Василинка глянула на кровать, прикрытую посконной дерюжкой, на подарок — длинноносые ботинки — и ничего не ответила.
— Надо же приготовить Тоне в приданое хоть две подушки, — продолжала мама. — Хорошо, что отец, — она так звала при детях отчима, — нанялся в соседней деревне Акиму хату поставить. Пообещал, что без хлеба не останемся. А вот с одеждой и обувью беда.
Ей очень хотелось, чтобы дети звали Василия отцом. Ни Тоня, ни Василинка, ни Митька не могут отчима назвать папой. Что-то мешает им вымолвить это короткое слово.
Василий молчит, точно не замечает. Правда, дети никогда не отказывались, исполняли каждое требование или просьбу отчима. Порой им очень нелегко было обходиться без слова «папа». За глаза или при маме говорили: «Он ушел», «Он скоро придет». Очень обрадовалась мать, услыхав однажды, как Василинка, держа Михаську на руках, говорила:
— Глянь в окошко, глянь, вон твой папа идет.
Но слово «папа» было произнесено для Михаськи. Для нее самой Василий оставался отчимом.
Девчата приглашали Василинку пойти с ними на посиделки. Но разве признаешься, что нечего одеть. Стыдно и обидно! Отчим говорил, что человек кузнец своего счастья. Вот кабы сегодня хоть маленькое счастьице — платье из ситца да крепкие башмаки…
Петр с Ананием звали Василинку в местечко на спектакль. Комсомольцы ставили пьесу. Но ведь надо пять копеек на билет. На чужие рассчитывать не приходится.
А зимний вечер долгий-долгий. Отчим на один день, в конце недели, забегает домой.

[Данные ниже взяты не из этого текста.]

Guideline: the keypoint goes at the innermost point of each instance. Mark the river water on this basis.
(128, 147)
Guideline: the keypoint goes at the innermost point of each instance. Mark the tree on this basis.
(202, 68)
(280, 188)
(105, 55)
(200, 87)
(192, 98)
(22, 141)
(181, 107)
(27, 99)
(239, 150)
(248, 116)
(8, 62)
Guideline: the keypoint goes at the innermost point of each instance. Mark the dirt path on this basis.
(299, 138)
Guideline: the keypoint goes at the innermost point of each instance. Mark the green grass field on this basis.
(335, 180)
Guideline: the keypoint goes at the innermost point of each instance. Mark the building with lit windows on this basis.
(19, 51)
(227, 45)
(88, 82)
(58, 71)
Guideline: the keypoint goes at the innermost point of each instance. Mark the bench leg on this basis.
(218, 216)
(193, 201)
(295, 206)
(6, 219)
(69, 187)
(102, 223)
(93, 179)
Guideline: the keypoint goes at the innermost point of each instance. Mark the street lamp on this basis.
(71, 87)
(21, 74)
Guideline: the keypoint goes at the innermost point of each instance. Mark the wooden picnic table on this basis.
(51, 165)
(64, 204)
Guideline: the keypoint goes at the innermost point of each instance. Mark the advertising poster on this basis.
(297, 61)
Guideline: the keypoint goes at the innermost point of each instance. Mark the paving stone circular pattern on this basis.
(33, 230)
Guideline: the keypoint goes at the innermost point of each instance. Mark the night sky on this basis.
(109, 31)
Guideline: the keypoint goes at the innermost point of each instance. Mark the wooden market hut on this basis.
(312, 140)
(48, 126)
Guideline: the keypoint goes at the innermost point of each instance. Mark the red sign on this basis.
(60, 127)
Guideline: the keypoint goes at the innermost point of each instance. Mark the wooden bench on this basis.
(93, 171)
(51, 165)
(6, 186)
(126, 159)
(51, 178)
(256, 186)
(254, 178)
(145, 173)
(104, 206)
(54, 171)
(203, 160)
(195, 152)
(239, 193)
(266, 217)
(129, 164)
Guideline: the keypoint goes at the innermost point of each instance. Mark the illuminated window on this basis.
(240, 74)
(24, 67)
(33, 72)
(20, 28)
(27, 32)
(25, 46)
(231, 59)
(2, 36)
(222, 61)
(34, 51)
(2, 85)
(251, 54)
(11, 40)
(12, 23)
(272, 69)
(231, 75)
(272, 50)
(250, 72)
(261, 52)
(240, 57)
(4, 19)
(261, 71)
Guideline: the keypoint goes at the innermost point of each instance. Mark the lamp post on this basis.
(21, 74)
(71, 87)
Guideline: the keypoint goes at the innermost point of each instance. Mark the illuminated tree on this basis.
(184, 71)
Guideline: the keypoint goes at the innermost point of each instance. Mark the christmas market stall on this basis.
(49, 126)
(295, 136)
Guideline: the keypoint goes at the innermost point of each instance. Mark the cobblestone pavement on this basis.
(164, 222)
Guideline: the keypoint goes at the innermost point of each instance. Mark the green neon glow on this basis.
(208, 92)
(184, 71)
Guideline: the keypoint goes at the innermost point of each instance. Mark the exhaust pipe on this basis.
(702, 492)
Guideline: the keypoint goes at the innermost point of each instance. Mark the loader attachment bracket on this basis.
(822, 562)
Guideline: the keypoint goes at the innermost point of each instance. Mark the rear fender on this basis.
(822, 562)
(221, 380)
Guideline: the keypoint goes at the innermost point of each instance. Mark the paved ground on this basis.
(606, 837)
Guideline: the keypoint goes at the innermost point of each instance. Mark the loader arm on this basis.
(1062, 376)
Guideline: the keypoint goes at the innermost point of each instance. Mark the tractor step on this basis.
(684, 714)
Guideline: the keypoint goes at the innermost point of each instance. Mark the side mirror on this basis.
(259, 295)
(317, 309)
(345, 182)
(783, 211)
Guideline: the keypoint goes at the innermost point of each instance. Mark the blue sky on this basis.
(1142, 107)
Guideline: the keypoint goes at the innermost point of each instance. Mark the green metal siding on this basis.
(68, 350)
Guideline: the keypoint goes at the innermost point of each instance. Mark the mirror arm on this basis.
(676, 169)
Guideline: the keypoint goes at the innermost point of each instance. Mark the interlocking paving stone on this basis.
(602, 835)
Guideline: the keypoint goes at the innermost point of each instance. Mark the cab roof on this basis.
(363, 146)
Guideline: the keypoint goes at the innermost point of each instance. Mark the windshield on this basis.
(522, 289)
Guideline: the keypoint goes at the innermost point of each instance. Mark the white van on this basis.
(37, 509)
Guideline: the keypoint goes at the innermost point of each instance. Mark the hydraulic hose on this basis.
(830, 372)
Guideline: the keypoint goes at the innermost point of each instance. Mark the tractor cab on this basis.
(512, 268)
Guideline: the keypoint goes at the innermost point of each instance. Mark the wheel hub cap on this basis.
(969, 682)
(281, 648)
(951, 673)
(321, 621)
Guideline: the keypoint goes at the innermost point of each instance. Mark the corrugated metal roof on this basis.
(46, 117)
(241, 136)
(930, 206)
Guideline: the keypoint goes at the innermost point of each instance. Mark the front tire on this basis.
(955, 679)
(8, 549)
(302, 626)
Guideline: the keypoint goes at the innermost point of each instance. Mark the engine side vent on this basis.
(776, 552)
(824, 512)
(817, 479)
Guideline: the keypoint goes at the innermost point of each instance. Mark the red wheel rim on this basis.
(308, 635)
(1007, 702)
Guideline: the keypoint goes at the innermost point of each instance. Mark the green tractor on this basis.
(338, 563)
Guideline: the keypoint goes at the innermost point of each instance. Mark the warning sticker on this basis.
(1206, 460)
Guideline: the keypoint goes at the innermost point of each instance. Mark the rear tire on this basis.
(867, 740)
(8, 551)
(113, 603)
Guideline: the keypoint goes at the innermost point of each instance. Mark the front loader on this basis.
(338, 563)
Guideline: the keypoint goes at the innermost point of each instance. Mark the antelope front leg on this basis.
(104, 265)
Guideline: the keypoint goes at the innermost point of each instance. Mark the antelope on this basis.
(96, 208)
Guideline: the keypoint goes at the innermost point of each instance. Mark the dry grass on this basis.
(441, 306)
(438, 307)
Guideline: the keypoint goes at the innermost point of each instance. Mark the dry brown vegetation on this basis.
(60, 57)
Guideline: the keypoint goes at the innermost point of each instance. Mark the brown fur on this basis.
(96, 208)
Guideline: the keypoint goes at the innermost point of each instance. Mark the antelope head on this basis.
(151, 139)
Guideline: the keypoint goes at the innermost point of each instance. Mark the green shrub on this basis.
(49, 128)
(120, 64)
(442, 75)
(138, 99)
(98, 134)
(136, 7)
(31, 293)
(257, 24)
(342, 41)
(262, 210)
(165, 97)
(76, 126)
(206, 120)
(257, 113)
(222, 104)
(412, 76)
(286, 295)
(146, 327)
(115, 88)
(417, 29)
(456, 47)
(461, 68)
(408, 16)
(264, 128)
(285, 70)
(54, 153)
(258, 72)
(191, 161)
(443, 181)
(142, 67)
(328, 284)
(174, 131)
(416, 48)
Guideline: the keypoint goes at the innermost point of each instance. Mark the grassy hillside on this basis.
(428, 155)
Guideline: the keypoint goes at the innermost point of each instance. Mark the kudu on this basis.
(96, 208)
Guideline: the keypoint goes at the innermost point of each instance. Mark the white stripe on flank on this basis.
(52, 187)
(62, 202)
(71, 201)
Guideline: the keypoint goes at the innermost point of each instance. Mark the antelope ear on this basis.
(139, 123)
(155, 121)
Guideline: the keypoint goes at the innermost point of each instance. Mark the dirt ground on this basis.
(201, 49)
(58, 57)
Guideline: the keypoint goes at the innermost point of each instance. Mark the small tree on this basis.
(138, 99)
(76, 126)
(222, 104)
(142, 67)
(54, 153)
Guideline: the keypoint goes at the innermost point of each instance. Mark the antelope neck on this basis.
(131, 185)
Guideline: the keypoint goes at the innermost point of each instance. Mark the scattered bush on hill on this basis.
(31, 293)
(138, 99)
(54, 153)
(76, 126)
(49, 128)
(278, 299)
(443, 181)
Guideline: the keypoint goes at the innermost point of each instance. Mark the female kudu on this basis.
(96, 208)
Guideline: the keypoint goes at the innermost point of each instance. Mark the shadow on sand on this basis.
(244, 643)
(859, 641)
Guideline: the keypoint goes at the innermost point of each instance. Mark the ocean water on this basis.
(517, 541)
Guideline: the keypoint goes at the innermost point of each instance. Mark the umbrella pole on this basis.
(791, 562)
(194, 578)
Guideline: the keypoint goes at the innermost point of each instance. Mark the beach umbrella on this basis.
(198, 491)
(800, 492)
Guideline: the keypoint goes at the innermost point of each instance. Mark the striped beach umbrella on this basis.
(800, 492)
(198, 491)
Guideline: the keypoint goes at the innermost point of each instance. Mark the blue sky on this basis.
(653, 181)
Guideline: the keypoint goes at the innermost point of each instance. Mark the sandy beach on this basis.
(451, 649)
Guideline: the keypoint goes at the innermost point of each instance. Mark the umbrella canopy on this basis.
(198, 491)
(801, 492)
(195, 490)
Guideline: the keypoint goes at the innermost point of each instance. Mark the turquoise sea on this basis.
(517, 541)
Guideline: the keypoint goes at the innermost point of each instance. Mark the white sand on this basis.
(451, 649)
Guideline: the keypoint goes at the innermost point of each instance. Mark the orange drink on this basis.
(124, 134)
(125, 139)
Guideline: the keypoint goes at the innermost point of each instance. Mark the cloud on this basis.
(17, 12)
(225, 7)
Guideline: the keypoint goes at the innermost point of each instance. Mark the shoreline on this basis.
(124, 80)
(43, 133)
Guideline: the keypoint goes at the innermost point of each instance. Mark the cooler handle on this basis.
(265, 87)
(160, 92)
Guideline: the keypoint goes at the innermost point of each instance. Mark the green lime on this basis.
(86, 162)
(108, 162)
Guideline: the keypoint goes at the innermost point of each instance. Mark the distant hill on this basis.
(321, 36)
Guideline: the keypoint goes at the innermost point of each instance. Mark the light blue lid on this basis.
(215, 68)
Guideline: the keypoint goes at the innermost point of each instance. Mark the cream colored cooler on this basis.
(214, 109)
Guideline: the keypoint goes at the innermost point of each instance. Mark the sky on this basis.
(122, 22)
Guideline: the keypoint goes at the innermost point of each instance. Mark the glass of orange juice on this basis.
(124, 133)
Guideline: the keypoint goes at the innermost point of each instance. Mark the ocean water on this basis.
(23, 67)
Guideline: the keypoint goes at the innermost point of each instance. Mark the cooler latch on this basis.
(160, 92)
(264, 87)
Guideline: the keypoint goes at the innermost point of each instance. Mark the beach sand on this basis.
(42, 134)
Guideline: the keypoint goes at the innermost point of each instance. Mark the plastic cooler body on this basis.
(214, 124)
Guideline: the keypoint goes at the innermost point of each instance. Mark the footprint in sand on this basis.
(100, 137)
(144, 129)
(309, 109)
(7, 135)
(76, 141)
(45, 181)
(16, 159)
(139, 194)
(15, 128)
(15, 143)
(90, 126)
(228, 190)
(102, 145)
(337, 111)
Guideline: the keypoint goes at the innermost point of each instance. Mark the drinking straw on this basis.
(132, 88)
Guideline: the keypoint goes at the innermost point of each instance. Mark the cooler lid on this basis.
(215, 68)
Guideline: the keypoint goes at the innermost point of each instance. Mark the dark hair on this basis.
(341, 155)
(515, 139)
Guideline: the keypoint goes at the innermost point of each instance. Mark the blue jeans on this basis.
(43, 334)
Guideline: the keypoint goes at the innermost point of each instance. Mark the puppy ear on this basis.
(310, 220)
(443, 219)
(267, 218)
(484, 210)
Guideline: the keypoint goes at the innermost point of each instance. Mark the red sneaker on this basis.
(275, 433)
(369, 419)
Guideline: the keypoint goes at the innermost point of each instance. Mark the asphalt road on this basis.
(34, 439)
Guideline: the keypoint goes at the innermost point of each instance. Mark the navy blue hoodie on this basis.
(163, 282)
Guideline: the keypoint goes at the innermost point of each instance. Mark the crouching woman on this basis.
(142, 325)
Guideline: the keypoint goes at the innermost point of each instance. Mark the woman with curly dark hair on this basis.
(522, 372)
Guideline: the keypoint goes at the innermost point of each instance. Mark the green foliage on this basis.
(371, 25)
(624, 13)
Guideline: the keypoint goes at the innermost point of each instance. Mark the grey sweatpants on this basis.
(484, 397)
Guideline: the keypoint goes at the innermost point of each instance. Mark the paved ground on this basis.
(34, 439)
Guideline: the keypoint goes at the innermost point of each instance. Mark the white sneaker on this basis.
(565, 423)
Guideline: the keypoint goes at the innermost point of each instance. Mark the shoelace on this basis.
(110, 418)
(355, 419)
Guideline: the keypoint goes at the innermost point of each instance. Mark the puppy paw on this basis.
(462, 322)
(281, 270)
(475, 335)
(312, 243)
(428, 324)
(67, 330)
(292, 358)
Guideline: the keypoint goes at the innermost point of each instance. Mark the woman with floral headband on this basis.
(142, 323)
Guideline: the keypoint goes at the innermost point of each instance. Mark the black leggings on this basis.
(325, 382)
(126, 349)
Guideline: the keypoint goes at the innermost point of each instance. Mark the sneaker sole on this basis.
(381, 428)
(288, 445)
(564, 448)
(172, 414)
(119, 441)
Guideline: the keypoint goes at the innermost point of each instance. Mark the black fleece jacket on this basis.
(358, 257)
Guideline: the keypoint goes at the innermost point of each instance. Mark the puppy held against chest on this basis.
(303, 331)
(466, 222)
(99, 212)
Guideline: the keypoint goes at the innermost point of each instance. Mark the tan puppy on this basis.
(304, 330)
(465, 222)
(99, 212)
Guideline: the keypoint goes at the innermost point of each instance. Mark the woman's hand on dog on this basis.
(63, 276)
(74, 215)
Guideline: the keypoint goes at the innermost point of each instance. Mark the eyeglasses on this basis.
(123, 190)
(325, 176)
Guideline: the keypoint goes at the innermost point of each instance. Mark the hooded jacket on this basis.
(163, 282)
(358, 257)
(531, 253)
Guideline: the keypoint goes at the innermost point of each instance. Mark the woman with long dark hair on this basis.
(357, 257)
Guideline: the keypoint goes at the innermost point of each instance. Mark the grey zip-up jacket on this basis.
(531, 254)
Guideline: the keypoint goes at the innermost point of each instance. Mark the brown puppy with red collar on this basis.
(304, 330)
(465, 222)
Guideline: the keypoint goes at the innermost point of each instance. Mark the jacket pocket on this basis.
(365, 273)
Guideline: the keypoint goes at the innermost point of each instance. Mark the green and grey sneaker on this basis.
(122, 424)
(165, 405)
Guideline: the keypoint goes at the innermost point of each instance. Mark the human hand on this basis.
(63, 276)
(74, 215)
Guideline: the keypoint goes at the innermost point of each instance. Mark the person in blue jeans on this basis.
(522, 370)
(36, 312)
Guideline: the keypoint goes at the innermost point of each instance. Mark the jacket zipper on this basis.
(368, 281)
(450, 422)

Михаська вертится возле ног, отец гладит его по головке, а малыш рассказывает стишок:
— Какой ты у нас молодчина! — смеется Василий. — А ну, расскажи еще что-нибудь! Вот подрастешь — будешь вместе с детьми в школу бегать.
— Я зимой буду в школу бегать, а летом с тобой хочу хату строить! — говорит Михаська. — Углы в хате срублю замком, а крышу накрою под лопату!
Все смеются, радуются, что малыш такой смышленый.
Вволю наговорившись, отчим и мать запевают. Оба они очень любят песню веселую и грустную. Старательно, на два голоса, выводят:
Споют и «Есть на Волге утес» и «Ямщика», который в степи замерзал. Только «Дубинушку» отчим поет один. Мама сидит с ним рядом и внимательно слушает, хотя песня эта, как и другие, пета-перепета много раз.
— Вот так, мать, — говорит отчим, — нынче мы с «Дубинушкой» тянем из себя жилы, но погоди, скоро все переменится. Машины будут делать тяжелую работу.
— Пока тех машин дождешься — скажи спасибо, что плуги государство дало.
— Твоя правда, мать. И семян лучших сортов к весеннему севу прислать обещали. Глядишь, все поле засеем.
— Снова сообща работать?
— А как же! Только все вместе и осилим сев. Это начало, мать. А знаешь, что будет дальше?
По его словам выходило, что жизнь наладится только в артели.